Fin janvier, en plein Nouvel An lunaire, le Vietnam publie les premiers chiffres de l’épidémie : deux personnes ayant séjourné à Wuhan en Chine sont infectées. À leur suite, d’autres infections porteront le nombre des malades à seize. À la fin du mois de février, tous avaient été soignés et guéris. Le Vietnam est libre de toute contamination. 

Les écoles et universités vietnamiennes, fermées à l’occasion du Têt, ne rouvrent pas. L’ombre du SRAS, un coronavirus antérieur, plane avec sa propagation exponentielle.

Tout change le 1er mars avec l’entrée en scène du patient n° 17, Hông Nhung, passagère du vol VN54 Londres-Hanoi. Elle sera désignée comme une « super-contamineuse » après avoir diffusé le virus à vingt-un passagers de la classe Affaires, voire, aux deux cent un passagers du vol et aux douze membres de l’équipage. Tous seront traqués jusqu’à leur lieu de résidence et de villégiature. Les légations diplomatiques sont priées de contacter leurs citoyens. Une fois retrouvés, ceux-ci sont soumis d’autorité à une quarantaine prophylactique. L’emploi de chacun est disséqué ; ses interlocuteurs sont identifiés afin de les isoler à leur tour. L’itinéraire de la jeune jet-setteuse Hông Nhung est retracé sur la mappemonde des défilés de mode saisonniers, de Milan à Londres en passant par Paris. Quelque part, dans l’une de ces trois villes, elle a contracté la maladie. Très vite, on a su qu’elle occupait le siège 5K, qu’elle avait contaminé son chauffeur venu la récupérer à l’aéroport et sa tante âgée de soixante-quatre ans. Son adresse à Hanoi et son courriel sont publiés dans la presse et sur les réseaux sociaux, le quartier où se trouve sa maison est isolé par un cordon sanitaire, son compte Instagram truffé d’insultes et de menaces de mort.

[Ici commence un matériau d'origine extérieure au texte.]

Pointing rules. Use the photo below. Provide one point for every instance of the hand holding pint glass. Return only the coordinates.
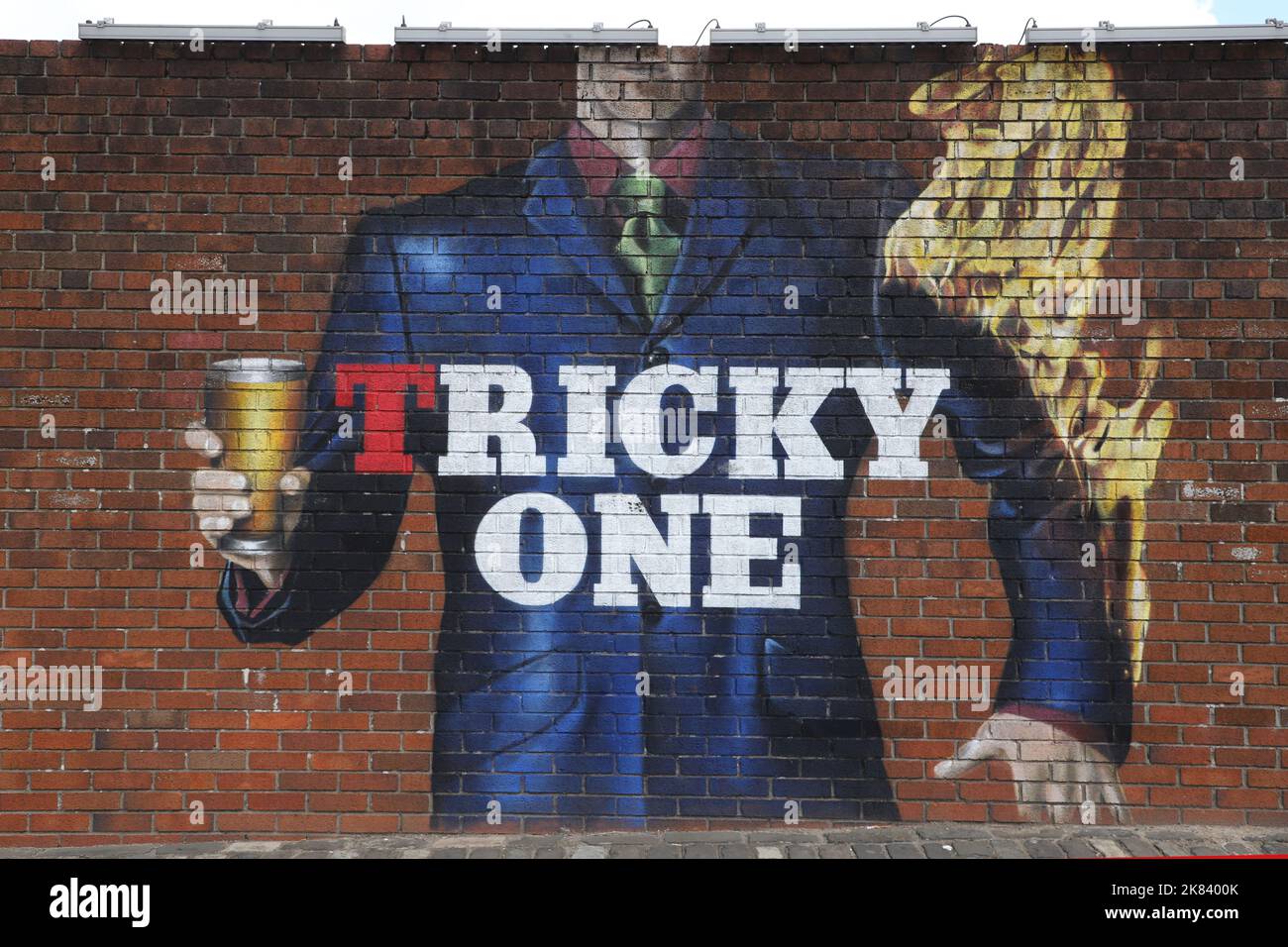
(249, 500)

Quelques jours avant notre départ, des alertes me parviennent de l’Ambassade de France à Hanoi : Ne venez pas. À Hanoi, le quartier où réside la patiente n°17 est bouclé. D’autres mises en quarantaine risquent de se produire. 

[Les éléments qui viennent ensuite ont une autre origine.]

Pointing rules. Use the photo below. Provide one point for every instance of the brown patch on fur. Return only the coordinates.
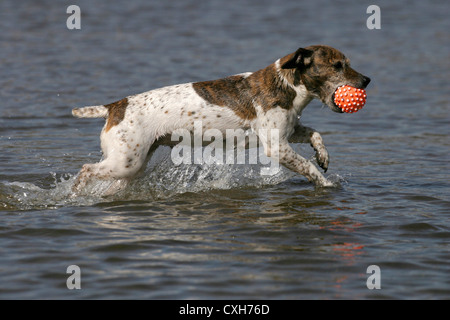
(116, 113)
(232, 92)
(269, 90)
(238, 93)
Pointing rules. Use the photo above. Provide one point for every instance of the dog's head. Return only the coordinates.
(322, 69)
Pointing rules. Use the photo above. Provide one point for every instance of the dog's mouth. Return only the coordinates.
(332, 105)
(347, 99)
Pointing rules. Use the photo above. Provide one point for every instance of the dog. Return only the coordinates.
(271, 98)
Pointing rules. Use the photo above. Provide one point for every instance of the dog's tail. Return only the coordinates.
(90, 112)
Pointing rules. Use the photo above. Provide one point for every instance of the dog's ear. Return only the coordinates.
(301, 58)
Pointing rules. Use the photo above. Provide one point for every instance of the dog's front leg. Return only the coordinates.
(308, 135)
(281, 151)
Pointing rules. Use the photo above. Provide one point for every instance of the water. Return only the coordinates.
(220, 232)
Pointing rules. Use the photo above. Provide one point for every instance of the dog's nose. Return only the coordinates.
(366, 81)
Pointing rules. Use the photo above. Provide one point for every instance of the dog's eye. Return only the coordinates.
(338, 65)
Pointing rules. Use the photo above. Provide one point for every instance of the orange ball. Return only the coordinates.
(350, 99)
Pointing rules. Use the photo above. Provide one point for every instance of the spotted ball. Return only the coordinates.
(350, 99)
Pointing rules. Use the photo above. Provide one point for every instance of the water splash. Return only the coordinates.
(161, 179)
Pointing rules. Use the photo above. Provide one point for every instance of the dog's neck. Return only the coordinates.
(290, 78)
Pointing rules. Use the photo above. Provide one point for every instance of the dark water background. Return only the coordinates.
(224, 232)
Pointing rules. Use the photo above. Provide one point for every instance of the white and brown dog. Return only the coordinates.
(271, 98)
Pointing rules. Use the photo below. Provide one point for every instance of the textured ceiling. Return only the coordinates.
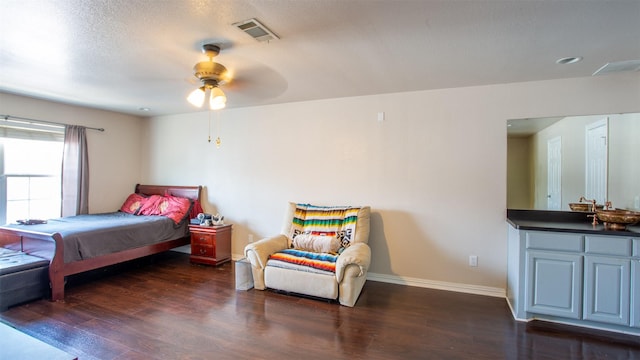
(122, 55)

Nous ignorons les avertissements. Le fait de vivre en France nous immunise. Cela n’arrive qu’aux autres, aux pauvres, aux consommateurs de chauve-souris et autres animaux dégoûtants.

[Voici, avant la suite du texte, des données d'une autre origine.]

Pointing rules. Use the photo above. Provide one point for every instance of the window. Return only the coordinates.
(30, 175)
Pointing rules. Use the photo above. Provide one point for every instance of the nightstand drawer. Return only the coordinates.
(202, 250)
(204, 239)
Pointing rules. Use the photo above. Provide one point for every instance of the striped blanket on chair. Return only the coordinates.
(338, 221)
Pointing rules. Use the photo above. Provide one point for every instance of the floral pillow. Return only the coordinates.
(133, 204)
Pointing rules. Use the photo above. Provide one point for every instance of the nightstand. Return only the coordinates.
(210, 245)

Pendant l’atelier d’écriture, notre insouciance est tempérée par quelques gestes inusités de désinfection de la table de travail et par l’absence d’embrassades matinales. Masques et gel hydroalcoolique sont fournis par notre logeuse et les magasins que nous pénétrons. Notre température est prise sur les paliers. Nous désinfectons les poignées de nos vélos. Des voitures équipées de hauts-parleurs sillonnent la ville du matin au soir et ne nous font jamais oublier de nous laver les mains.  

De nouveaux vols en provenance d’Europe atterrissent. Après la patiente n°17, on passe aux cas 39 puis 76. Sur l’ensemble des malades, 22 sont des étrangers. La presse parle de diffusion exponentielle. La plupart des nouvelles contaminations ont pour origine des voyageurs venus du vieux continent. Sur la route du delta du Mékong, aux aires de repos, des vigiles armés de drapeaux rouges frénétiquement agités s’opposent au stationnement des cars de touristes occidentaux. Les hôtels et restaurants ferment les uns après les autres. Les bateaux de tourisme de la baie d’Halong sont interdits de croisière après que des passagers anglais ont été testés positifs au coronavirus. À Hanoi, les visiteurs d’origine caucasienne font profil bas. 

La discrimination a changé de visages.

En France, pendant la même période, la contamination est également exponentielle. 9000 personnes sont infectées par le virus. Toutes ne sont pas des croqueuses de chauve-souris.